Seperti sebelumnya, Peniup Suling
memimpin arak-arakan itu ke jalan yang menuju ke luar kota. Dengan
sangat ketakutan penduduk kota melihat dia sampai ke jembatan di atas
sungai, tapi anak-anak tidak terjun ke sungai seperti tikus-tikus.
Mereka mengikuti Peniup Suling menyeberangi jembatan lalu pergi jauh.
Pada bagian akhir arak-arakan,
tertinggal dari yang lainnya karena tak dpat berjalan cepat, adalah
seorang anak laki-laki yang kakinya lemah. Baginya, berjalan sangat
sulit dan melelahkan. Ia juga senang mengikuti irama musik yang ajaib
itu dan meskipun sukar untuknya berjalan secepat yang lain, ia berusaha
keras untuk mengikuti. Sesuatu mengatakan kepadanya bahwa anak-anak itu
akan dibawa ke tempat yang lebih menyenangkan dari yang dapat mereka
bayangkan.
Penduduk kota pun berhenti. Mereka tahu bahwa Peniup Suling telah mengambil anak-anak mereka untuk selamanya dan tak mungkin untuk membawa mereka kembali. Dengan sangat sedih mereka pun pulang ke rumah.

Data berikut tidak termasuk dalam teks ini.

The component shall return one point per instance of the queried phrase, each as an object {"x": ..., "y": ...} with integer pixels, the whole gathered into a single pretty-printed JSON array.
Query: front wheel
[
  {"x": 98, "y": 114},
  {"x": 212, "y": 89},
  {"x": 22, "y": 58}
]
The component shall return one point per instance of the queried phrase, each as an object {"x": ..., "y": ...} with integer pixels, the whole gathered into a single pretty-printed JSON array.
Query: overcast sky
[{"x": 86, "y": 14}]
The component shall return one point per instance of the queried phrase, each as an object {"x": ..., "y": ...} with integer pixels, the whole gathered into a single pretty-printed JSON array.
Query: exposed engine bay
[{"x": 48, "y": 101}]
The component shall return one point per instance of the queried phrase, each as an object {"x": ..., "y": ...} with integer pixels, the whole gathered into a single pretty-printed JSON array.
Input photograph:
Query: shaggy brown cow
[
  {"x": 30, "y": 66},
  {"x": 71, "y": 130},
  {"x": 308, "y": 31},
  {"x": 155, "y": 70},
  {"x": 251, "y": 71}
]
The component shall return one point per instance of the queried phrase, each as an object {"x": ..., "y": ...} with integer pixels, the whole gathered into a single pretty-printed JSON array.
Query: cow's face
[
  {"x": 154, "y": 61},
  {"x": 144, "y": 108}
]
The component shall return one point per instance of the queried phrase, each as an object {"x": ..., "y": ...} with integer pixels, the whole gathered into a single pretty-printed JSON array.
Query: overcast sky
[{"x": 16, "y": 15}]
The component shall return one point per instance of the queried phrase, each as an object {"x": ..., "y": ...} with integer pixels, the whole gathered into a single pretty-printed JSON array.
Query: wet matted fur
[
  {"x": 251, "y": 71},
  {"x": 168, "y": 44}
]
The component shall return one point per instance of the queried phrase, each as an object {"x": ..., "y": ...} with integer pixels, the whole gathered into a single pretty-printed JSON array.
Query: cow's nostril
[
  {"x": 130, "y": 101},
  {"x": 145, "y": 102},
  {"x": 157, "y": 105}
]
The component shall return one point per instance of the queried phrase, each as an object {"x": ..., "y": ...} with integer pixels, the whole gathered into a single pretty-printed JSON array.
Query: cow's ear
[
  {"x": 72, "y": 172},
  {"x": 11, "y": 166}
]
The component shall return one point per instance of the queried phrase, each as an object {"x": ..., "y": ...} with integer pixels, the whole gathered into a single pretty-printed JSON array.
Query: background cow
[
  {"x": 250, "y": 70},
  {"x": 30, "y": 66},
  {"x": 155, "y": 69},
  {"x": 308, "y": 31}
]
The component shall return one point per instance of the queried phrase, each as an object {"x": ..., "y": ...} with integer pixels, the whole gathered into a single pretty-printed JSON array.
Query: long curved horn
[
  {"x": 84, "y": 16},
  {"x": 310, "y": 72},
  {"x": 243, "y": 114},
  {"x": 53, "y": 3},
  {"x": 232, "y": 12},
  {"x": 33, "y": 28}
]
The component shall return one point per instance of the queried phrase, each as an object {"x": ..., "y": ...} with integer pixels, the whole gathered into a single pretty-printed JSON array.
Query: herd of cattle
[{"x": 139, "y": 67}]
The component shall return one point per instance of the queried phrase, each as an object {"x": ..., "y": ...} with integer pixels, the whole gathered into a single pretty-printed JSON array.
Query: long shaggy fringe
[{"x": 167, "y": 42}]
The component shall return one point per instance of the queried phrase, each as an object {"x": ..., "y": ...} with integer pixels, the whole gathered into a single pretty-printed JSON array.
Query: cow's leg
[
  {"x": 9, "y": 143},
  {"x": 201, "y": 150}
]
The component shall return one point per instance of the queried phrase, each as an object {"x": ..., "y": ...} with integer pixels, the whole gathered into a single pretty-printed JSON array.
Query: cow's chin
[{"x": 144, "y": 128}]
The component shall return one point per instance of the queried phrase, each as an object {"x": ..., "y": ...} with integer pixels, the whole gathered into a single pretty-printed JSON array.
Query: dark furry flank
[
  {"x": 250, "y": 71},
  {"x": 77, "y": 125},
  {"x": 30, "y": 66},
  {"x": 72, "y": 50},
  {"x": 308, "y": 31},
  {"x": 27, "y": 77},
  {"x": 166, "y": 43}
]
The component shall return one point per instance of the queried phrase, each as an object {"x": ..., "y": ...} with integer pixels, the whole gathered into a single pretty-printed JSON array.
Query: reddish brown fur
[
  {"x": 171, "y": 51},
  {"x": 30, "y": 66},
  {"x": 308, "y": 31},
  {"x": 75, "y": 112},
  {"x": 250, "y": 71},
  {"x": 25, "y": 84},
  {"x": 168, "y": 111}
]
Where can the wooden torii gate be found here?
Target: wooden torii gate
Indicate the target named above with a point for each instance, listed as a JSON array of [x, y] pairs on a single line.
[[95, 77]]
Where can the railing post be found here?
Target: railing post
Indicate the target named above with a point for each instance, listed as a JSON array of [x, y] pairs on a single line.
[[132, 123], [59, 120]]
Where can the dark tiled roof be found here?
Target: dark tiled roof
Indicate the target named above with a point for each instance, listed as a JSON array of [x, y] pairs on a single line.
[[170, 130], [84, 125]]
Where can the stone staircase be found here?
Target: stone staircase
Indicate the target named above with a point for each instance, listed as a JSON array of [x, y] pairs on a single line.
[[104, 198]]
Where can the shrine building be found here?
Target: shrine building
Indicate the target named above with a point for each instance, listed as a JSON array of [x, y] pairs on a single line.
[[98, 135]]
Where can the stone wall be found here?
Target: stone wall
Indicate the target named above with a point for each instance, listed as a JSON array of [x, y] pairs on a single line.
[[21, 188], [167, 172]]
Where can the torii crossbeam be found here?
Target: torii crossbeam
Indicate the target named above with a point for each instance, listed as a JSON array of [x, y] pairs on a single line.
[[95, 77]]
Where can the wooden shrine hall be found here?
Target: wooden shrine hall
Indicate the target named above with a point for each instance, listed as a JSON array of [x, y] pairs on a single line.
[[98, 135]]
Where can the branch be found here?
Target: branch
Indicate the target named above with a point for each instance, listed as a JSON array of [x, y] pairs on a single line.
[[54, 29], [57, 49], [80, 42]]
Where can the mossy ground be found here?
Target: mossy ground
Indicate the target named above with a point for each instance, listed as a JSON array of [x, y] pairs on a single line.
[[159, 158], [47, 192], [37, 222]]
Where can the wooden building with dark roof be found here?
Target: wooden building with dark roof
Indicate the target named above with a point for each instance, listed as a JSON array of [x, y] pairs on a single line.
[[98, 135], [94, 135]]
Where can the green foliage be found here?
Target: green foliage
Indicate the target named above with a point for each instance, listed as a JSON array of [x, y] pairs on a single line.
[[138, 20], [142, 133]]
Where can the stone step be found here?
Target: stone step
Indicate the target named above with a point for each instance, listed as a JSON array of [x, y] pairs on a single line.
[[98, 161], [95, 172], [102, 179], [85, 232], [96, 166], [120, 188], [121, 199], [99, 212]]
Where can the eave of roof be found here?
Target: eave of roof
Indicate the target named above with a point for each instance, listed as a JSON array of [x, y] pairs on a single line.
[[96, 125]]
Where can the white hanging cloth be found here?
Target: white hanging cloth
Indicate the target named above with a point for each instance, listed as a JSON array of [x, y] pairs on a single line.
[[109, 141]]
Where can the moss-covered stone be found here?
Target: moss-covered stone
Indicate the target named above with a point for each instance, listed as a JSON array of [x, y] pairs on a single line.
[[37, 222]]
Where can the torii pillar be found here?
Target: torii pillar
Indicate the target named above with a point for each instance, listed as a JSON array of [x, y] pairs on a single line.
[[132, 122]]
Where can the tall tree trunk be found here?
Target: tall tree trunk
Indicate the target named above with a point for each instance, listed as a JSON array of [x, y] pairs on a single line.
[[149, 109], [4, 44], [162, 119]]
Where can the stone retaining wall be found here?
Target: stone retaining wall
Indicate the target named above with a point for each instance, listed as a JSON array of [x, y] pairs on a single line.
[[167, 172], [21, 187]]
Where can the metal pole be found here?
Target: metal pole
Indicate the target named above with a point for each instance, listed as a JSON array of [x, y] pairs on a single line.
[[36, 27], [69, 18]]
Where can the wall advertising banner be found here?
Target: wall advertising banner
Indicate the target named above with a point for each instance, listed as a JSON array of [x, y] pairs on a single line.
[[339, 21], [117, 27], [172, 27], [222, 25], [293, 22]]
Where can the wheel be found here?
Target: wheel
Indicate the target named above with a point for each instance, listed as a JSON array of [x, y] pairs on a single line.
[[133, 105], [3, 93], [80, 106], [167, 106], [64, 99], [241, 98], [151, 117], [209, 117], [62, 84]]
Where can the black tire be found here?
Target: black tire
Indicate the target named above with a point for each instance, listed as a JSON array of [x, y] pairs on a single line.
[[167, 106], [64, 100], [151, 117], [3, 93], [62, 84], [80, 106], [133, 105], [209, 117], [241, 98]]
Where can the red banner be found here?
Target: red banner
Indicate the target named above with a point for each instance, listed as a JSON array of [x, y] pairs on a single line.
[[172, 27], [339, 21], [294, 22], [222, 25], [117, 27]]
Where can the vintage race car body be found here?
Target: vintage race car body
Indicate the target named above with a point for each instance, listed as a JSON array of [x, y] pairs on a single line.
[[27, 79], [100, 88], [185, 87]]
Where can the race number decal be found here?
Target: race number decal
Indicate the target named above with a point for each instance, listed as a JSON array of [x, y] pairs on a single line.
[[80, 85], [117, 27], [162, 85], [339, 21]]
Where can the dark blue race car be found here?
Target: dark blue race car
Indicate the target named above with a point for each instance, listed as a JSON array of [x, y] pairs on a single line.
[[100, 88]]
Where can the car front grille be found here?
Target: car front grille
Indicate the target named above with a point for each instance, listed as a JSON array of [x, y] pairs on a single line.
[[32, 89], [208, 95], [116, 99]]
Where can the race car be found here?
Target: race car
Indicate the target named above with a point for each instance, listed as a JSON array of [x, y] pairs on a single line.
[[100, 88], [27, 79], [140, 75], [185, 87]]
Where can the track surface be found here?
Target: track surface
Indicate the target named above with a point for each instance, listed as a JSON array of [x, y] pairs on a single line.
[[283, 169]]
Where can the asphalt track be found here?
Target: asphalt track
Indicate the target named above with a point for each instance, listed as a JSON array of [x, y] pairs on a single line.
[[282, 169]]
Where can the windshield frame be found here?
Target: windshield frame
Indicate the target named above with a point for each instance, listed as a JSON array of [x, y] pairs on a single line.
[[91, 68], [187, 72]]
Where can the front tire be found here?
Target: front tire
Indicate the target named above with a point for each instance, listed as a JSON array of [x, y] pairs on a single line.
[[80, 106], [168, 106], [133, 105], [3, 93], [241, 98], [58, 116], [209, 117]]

Sejak saat itu kota Hamelin terbenam
dalam duka cita yang dalam. Sebuah kota tanpa anak-anak adalah tempat
yang sangat menyedihkan. Para orang tua yang kehilangan anaknya sangat
sedih demikian juga orang-orang lainnya yang mengenal dan menyayangi
anak-anak itu. Walikota, yang menyadari bahwa semua itu disebabkan olah
kejahatannya, merasa sangat malu lalu pergi meninggalkan kota.
Tidak ada penduduk kota yang tahu kemana anak-anak itu pergi, apakah mereka masih hidup atau sudah mati.
Beberapa minggu pun berlalu. Kemudian
pada suatu hari anak laki-laki yang kakinya lemah itu berjalan
terpincang-pincang kembali ke Hamelin dalam keadaan letih dan putus asa,
dan ia menceritakan sebuah kisah yang sangat aneh. Dengan alunan musiknya, si PeniupSuling
telah membawa anak-anak itu bermil-mil jauhnya melintasi bukit-bukit.
Anak laki-laki itu berusaha mengikuti terus, tapi lama kelamaan ia jatuh
dan tertinggal. Peniup Suling itu membawa anak-anak itu ke lereng
sebuah gunung yang curam. Lereng gunung itu terbuka dan dari jauh
terlihat sebuah tempat yang sangat indah di dalamnya. Satu persatu
anak-anak itu berjalan melintasi gunung, tapi ketika anak laki-laki itu
sampai lereng itu telah tertutup. Ia tertinggal sendirian di gunung, dan
merasa sedih karena tidak dapat ikut dengan teman-temannya.